Of course K-Boy didn’t set the wildfires that burned down part of Fort Mack, nor engineered the collapse of world petroleum prices, nor initiated the Covid pandemic. Perhaps UCP supporters should have better parsed his responses to the first two calamities, but I rather think putting the HumptyCon back together again was foremost on their minds—to the extent they were easily convinced the NDP interregnum was a punishing anomaly—but not, I hasten to add—to the extent that the one-shot socialist wonder was returned to the paltry few seats it had before Rachel Notley upset the moribund PCs: for the first time in living memory Albetar has a respectably represented Loyal Opposition more than part way forming government again someday.
The most disturbing thing about the K-UCP is its most-base electoral base: it is blatantly bigoted—which is why K-Boy risked opprobrium by openly inviting it to revel in its hatefulness—and probably why the NDP did retain a 24-seat parliamentary presence.
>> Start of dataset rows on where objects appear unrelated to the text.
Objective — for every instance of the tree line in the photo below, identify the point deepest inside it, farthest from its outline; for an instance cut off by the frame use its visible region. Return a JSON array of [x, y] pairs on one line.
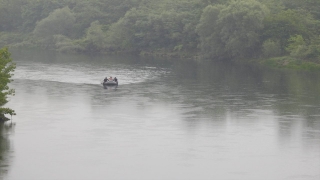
[[215, 29]]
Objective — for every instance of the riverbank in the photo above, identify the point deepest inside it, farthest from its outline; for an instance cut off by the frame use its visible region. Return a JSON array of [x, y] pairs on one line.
[[287, 62], [15, 40]]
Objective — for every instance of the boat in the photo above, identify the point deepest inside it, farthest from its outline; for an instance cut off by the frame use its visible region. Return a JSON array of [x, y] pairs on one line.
[[110, 83]]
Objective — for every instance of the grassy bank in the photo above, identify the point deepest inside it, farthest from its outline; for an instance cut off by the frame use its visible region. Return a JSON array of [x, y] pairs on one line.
[[287, 62]]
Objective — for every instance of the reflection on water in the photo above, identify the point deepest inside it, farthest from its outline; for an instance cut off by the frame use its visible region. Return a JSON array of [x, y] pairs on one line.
[[165, 120], [5, 148]]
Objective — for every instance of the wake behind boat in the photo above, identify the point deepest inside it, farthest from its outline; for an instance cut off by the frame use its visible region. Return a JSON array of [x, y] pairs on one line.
[[110, 81]]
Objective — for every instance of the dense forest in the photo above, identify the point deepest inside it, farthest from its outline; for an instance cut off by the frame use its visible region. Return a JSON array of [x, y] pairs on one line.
[[214, 29]]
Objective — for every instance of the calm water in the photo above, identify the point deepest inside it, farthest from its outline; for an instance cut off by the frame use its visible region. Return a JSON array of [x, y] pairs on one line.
[[165, 120]]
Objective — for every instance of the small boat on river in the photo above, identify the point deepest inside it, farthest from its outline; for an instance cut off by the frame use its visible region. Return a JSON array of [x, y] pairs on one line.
[[110, 81]]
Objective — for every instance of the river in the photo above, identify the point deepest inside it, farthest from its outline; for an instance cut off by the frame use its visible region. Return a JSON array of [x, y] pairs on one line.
[[166, 120]]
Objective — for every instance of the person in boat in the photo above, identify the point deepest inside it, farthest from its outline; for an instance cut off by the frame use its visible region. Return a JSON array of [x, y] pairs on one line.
[[105, 79]]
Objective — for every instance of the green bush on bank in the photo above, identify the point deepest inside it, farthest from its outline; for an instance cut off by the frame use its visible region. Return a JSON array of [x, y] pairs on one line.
[[288, 62]]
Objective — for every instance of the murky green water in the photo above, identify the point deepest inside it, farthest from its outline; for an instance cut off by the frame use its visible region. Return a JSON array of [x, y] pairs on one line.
[[165, 120]]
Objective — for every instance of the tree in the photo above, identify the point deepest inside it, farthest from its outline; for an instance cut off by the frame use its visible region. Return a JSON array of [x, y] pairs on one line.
[[287, 23], [6, 69], [59, 22], [232, 31]]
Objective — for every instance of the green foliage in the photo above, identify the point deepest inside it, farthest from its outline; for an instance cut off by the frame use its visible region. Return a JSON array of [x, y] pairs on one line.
[[59, 22], [233, 30], [287, 23], [298, 48], [10, 14], [218, 29], [36, 10], [6, 70], [271, 48]]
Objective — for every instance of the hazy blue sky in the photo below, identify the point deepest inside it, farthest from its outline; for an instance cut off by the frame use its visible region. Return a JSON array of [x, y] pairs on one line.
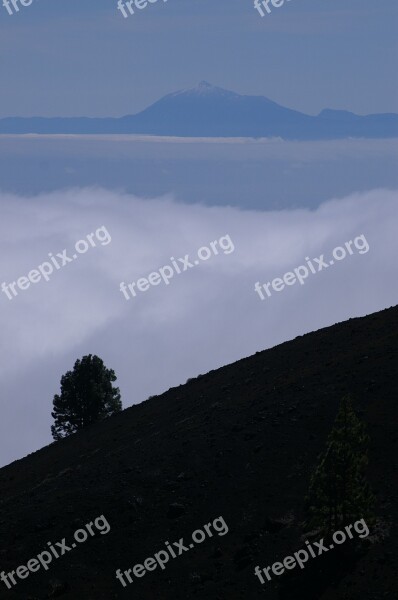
[[83, 58]]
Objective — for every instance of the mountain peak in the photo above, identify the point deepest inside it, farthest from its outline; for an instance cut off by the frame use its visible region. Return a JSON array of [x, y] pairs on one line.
[[204, 85]]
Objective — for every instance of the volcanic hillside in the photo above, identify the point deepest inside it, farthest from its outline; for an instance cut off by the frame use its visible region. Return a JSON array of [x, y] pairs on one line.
[[241, 443]]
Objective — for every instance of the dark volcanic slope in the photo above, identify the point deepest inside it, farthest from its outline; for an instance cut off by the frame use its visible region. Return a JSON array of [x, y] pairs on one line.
[[238, 442]]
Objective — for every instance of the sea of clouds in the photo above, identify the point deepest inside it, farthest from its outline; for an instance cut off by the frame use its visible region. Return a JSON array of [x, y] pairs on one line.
[[207, 317]]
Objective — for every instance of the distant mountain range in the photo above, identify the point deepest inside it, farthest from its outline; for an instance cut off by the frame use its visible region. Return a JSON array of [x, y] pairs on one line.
[[209, 111]]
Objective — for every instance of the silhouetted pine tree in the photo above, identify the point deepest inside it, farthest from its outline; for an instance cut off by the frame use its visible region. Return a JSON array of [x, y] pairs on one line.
[[86, 396], [339, 493]]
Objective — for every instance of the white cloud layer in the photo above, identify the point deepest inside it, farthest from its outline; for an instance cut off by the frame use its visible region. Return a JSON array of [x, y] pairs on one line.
[[207, 317]]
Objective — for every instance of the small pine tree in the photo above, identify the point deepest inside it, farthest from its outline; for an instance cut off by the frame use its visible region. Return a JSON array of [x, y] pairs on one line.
[[86, 396], [339, 493]]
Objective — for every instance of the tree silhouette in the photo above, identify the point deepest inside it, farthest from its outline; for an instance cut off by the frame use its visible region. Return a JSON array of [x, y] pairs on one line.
[[338, 493], [87, 396]]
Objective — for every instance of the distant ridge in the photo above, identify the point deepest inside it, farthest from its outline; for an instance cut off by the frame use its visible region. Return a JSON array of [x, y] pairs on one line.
[[210, 111]]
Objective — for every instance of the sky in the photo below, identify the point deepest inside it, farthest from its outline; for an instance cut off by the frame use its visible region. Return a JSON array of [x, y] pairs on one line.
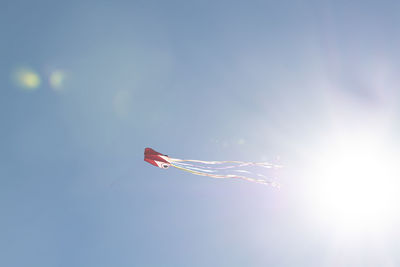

IMHO, the UCP is doubling down on its unprincipled principles is a desperate strategy to retain the affections of this surly faction—which indicates that it knows its real support is much thinner than that 58%. But this is the most common feature of neo-right parties in their throes after forty years of “End-of-History” party-hardy: when a party has to overweeningly attend to a hard base which itself cannot deliver even a plurality electoral win, it risks disaffecting softer support it once had. The conspicuously large NDP Opposition suggests this is precisely the fix the UCP finds itself in right now—that is, the erosion of softer conservative support had already happened before the pandemic and before bitumen prices took an even deeper, more fatal dive than they had at the beginning of the NDP’s lone term. The fact that attacking the medical professions now is bound to be broadly unpopular, to which K-Boy’s status as Canada’s most unloved premier seems well correlated, and especially during a serious pandemic which—as if Albetarians don’t notice that pandemics are all about the necessity of adequate medical services—suggests the UCP is truly in a fix.
I dare say,most Albetarians won’t deserve the fallout from the UCP’s crazy, counterintuitive policies. I bet the party won’t do near as well in three years time when its first term ends. It has one hope: that citizens inclined to vote NDP—which now probably includes a larger proportion of healthcare providers than before they were attacked by the UCP—will simply move out of the jurisdiction and effectively potentize the remaining far-rightist voting faction.
It’s hugely unfair but it just might work enough to preclude another ray of hope from shining through the pall of a dying industry which demands so much from these beset people.
OFF TOPIC, just over at Empty wheel. Marcy has moved to Ireland. The article is up. Mr. E.W. went three weeks ago. she and the dog going now.